According to the Tehelka report, although most of the workers are guaranteed a salary of just 8,000 Rupess ($US167) per month, they routinely face penalties and fines of Rs. 1,500 ($31): “Take a day from your legally granted casual leave or sick leave, for any reason, and lose Rs. 1,500. Take two and lose Rs. 3,000, and so on up till half your salary disappears. When Tehelka emailed Maruti Suzuki asking about conditions like break durations and pay cuts, their official spokesperson responded: ‘If attendance is below a certain level, performance incentive is less to that extent. The terms and conditions of all workers, including duration of breaks, are uniform for employees in Gurgaon and Manesar’.”
Although MSI enjoys the full support of the Congress Party state government, the police and the courts in prosecuting its anti-worker offensive, the Stalinist-led AITUC is opposed to mobilizing the workers in the Gurgaon-Manesar industrial belt and beyond in support of the locked-out workers.
Rather it has directed the Manesar workers to appeal to the Congress government to uphold their rights.
The aim of the AITUC is to convince the Haryana authorities, MSI and other employers that the union can be their partner in maintaining “good labour relations.” At the Stalinists’ urging, MSEU President Sonu Gujjar has urged workers to identify their interests with those of the company. According to a report in the Economic Times, “His co-workers say…[he] constantly exhorts them to make better quality cars and help the Manesar plant stand out among all Suzuki facilities worldwide. ‘He always tells us we can take Maruti to the next level if we can make the finest cars in Asia and stay ahead of the global competition. He always emphasises on putting our best,’ says Pradeep Kumar, an apprentice in the company’s stores department.”
Last June, the AITUC ordered the MSI workers to end their occupation after 13 days and at the very point when their struggle was threatening to become a broader movement involving tens of thousands of workers in the Gurgaon-Manesar industrial belt.
Similarly last week, the Stalinists connived in the ending of sympathy strikes by 7,000 workers from three factories owned by different Suzuki subsidiaries and located in the same Gurgaon-Manesar industrial belt—Suzuki Power Train India Ltd, Suzuki Castings, and Suzuki Motorcycle India Pvt. Ltd.

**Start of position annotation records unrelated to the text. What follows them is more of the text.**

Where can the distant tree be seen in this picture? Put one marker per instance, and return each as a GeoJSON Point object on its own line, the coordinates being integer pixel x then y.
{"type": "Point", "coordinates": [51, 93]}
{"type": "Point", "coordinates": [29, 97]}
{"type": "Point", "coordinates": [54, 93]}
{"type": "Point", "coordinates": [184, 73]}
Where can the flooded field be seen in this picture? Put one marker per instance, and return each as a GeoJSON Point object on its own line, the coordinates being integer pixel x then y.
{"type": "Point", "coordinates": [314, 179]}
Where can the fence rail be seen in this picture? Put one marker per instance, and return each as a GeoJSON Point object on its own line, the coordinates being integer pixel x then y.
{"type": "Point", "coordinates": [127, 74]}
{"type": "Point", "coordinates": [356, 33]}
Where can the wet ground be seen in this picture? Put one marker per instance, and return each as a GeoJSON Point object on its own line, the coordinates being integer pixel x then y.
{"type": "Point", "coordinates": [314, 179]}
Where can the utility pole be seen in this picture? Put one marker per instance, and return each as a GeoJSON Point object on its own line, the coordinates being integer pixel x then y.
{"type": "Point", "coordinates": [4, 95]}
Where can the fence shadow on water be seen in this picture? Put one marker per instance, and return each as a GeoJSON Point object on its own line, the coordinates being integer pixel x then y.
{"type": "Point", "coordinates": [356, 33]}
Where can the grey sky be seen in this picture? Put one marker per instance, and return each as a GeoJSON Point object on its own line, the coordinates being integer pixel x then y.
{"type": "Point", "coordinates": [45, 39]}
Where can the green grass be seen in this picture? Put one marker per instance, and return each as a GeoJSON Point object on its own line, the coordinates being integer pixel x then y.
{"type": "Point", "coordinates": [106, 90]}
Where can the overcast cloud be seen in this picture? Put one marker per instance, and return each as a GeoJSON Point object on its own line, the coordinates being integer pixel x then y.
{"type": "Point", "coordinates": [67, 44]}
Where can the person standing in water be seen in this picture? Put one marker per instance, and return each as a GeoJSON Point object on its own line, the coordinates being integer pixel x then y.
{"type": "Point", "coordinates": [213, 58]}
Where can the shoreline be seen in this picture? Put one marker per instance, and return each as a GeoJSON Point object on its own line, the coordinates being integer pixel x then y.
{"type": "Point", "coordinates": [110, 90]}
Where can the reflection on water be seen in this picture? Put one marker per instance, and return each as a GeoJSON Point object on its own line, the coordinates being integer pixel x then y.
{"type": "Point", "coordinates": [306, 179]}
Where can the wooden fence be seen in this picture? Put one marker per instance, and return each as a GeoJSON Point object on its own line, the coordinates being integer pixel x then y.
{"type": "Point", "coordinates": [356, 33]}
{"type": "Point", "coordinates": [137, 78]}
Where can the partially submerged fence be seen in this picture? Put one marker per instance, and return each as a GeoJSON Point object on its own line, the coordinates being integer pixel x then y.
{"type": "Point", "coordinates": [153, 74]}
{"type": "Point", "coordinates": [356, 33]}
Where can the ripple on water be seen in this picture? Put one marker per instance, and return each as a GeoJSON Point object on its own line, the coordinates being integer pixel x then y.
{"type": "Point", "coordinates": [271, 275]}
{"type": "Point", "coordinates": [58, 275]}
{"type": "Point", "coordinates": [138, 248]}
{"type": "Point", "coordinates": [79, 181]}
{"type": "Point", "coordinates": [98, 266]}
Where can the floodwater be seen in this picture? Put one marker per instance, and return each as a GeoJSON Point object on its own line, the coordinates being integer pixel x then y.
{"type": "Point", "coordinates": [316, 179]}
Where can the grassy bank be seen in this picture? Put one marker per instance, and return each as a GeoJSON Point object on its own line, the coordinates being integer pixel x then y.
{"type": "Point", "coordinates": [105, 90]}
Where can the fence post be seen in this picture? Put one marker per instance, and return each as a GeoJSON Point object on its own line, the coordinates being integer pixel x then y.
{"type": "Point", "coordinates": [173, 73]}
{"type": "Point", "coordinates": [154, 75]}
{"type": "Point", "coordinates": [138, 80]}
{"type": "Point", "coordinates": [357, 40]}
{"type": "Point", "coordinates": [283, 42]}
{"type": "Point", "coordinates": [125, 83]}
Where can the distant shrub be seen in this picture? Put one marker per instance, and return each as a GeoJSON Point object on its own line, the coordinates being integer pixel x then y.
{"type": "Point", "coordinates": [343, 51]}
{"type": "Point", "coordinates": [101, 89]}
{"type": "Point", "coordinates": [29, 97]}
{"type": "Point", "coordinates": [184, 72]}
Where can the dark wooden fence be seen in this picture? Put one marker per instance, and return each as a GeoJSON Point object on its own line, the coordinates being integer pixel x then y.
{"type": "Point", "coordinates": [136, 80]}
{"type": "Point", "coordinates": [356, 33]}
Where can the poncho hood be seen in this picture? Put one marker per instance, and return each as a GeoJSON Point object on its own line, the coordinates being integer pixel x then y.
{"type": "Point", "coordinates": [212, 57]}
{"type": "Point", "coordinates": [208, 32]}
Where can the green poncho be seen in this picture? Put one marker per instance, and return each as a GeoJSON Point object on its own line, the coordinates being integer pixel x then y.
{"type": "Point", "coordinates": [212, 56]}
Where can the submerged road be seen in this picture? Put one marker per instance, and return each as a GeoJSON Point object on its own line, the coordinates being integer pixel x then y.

Statements from AITUC officials and others involved in the on-again, off-again bargaining with the company indicate that the Stalinists are ready to instruct the workers at the Manesar plan to sign the “good conduct” bond, if MSI withdraws just some of the dismissals and agrees to a few changes in the bond’s wording.
The president of the Maruti Suzuki Kamgar Union, the company-recognised union, and an intermediary in Sunday’s talks, told the press, “The company has suspended 29 workers, terminated 18 trainees and another 15 regular workers have been dismissed. We are asking the company to not terminate the trainees, as they are too young. Both sides have to climb down if a solution is to emerge.”
Clearly setting the stage for a sellout of the MSI workers’ militant struggle, AITUC National Secretary D. L. Sachdeva has said the dispute can be resolved if management revokes the suspensions—an outcome that would leave more than half of the victimized workers on the street. Said Sachdeva, “If Maruti takes the suspended workers back the issue will be resolved. The workers will sign the good conduct bond if certain conditions are removed from the bond.”